[DISCUSS] FLIP-143: Unified Sink API

classic Classic list List threaded Threaded
2 messages Options
Reply | Threaded
Open this post in threaded view
|

[DISCUSS] FLIP-143: Unified Sink API

Guowei Ma
Hi, devs & users

As discussed in FLIP-131[1], Flink will deprecate the DataSet API in favor of DataStream API and Table API. Users should be able to use DataStream API to write jobs that support both bounded and unbounded execution modes. However, Flink does not provide a sink API to guarantee the Exactly-once semantics in both bounded and unbounded scenarios, which blocks the unification.

So we want to introduce a new unified sink API which could let the user develop the sink once and run it everywhere. You could find more details in FLIP-143[2]. 

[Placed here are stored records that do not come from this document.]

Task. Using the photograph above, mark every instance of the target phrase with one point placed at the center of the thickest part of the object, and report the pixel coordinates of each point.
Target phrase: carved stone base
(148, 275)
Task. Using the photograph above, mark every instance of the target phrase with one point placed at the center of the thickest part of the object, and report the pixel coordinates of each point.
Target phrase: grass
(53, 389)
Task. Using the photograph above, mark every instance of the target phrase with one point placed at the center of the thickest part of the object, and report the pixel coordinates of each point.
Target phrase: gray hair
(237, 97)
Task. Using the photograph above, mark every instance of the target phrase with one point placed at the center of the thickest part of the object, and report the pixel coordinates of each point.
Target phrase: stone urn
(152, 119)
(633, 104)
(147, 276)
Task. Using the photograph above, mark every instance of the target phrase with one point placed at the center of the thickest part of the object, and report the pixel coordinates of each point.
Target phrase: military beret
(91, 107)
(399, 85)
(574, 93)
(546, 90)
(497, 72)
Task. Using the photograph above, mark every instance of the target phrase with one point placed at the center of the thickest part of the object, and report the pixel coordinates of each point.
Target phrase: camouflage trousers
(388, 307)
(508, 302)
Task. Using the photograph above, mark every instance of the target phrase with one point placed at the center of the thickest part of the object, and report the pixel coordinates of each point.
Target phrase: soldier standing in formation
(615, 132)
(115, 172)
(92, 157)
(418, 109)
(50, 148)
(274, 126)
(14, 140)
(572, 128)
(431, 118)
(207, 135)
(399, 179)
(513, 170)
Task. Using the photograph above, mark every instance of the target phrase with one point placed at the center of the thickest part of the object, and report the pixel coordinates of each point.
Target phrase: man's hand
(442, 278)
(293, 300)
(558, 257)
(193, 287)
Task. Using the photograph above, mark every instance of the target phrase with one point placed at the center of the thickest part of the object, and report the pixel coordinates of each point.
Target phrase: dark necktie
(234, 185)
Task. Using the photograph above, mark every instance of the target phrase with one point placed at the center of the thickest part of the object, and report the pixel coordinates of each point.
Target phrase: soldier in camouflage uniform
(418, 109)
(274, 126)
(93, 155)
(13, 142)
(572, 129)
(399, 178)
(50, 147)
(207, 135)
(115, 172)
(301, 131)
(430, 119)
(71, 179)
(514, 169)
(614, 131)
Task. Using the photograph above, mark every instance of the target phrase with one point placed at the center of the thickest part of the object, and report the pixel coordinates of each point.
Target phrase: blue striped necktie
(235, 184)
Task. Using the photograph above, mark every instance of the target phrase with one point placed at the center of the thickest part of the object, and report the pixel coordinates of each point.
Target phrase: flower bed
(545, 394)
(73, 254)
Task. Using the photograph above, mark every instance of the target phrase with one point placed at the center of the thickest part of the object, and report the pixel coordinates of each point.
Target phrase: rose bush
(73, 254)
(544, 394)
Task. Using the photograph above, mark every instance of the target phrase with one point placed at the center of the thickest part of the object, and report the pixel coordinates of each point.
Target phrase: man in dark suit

The FLIP contains some open questions that I'd really appreciate inputs from the community. Some of the open questions include: 
  1. We provide two alternative Sink API in the FLIP. The only difference between the two versions is how to expose the state to the user. We want to know which one is your preference?
  2. How does the sink API support to write to the Hive? 
  3. Is the sink an operator or a topology?

Best,
Guowei
Reply | Threaded
Open this post in threaded view
|

Re: [DISCUSS] FLIP-143: Unified Sink API

Steven Wu
Guowei,

Thanks a lot for the proposal and starting the discussion thread. Very excited. 

For the big question of "Is the sink an operator or a topology?", I have a few related sub questions.
* Where should we run the committers? 
* Is the committer parallel or single parallelism?
* Can a single choice satisfy all sinks? 

Trying to envision how some sinks can be implemented with this new unified sink interface.

1. Kafka sink

Kafka supports non-transactional and transactional writes
* Non-transaction writes don't need commit action. we can have parallel writers and no/no-op committers. This is probably true for other non-transactional message queues.
* Transaction writes can be implemented as parallel writers and parallel committers. In this case, I don't know if it makes sense to separate writers and committers into two separate operators, because they probably need to share the same KafkaProducer object.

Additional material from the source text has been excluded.